Sampai akhirnya aku membuat keputusan pahit: Nirankara harus tinggal jauh dari lingkungan lamanya. Pertama, ia kubawa ke rumah neneknya di Jawa Tengah. Aku berharap suasana desa bisa menjernihkan hatinya. Namun, hanya dua bulan ia bertahan. Tanpa izin, ia nekat kembali ke rumah. Pupus lagi harapanku.
Hingga suatu hari, keluarga suamiku dari Padang datang. Pak Wo, kakak suami, menawarkan diri.
"Nirankara, ikut Pak Wo ke Padang, ya. Nanti kamu bantu menebang pohon, bikin gula merah. Seru lho!"
Mata Nirankara berbinar. Ia memang suka petualangan. Dengan berat hati aku melepasnya. Tangisku tak henti. Namun, di sela doa, aku berbisik: "Ya Allah, jika ini yang terbaik, mudahkanlah jalannya. Jadikan anakku kuat, sehat, dan kelak sukses."
Hari-hari penuh rindu kulewati. Telepon menjadi pengobat sepi. Suatu kali Nirankara menelepon sambil tersenyum lewat video call.
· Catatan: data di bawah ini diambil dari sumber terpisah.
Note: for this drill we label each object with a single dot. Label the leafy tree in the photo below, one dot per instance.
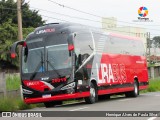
(156, 40)
(9, 29)
(8, 35)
"Ibu jangan khawatir. Niran di sini betah. Maafin Niran ya, Bu. Selama ini nyusahin Ibu. Niran janji mau jadi anak baik."
Tangisku pecah. "Ibu sayang kamu, Nirankara ...."
Di Padang, ia mulai belajar mengenal arti tanggung jawab. Setiap pagi ia membantu menyadap nira dari pohon aren, menimba air manis yang kemudian direbus menjadi gula merah. Tangannya yang dulu hanya tahu bermain kini menghitam oleh bara api tungku.Â
Peluhnya membasahi tubuh, tetapi matanya berbinar setiap kali memamerkan hasil kerjanya lewat video call. Di balik kesederhanaan itu, aku melihat sebuah perubahan: anakku belajar menjadi laki-laki sejati.
Setahun kemudian, Nirankara pulang dengan wajah lebih dewasa. Senyumnya lebih tenang, sikapnya lebih sopan. Aku memeluknya erat. Kini aku percaya, rencana Tuhan selalu lebih indah dari rencana manusia. Seperti nama yang kusematkan pada si kakak kedua dan adik bungsunya: Nandikara dan Nirankara. Keduanya menjadi pembawa kebahagiaan dan mujizat luar biasa.
Ternyata, kini kedua anak lelaki spesialku itu diterima sebagai pramusaji di sebuah gerai, kafe, sekaligus restoran yang mempekerjakan para pemuda dengan kondisi down syndrome. Mereka berdua berdiri gagah dengan seragam kerja, menyambut tamu dengan senyum tulus yang tak pernah luntur.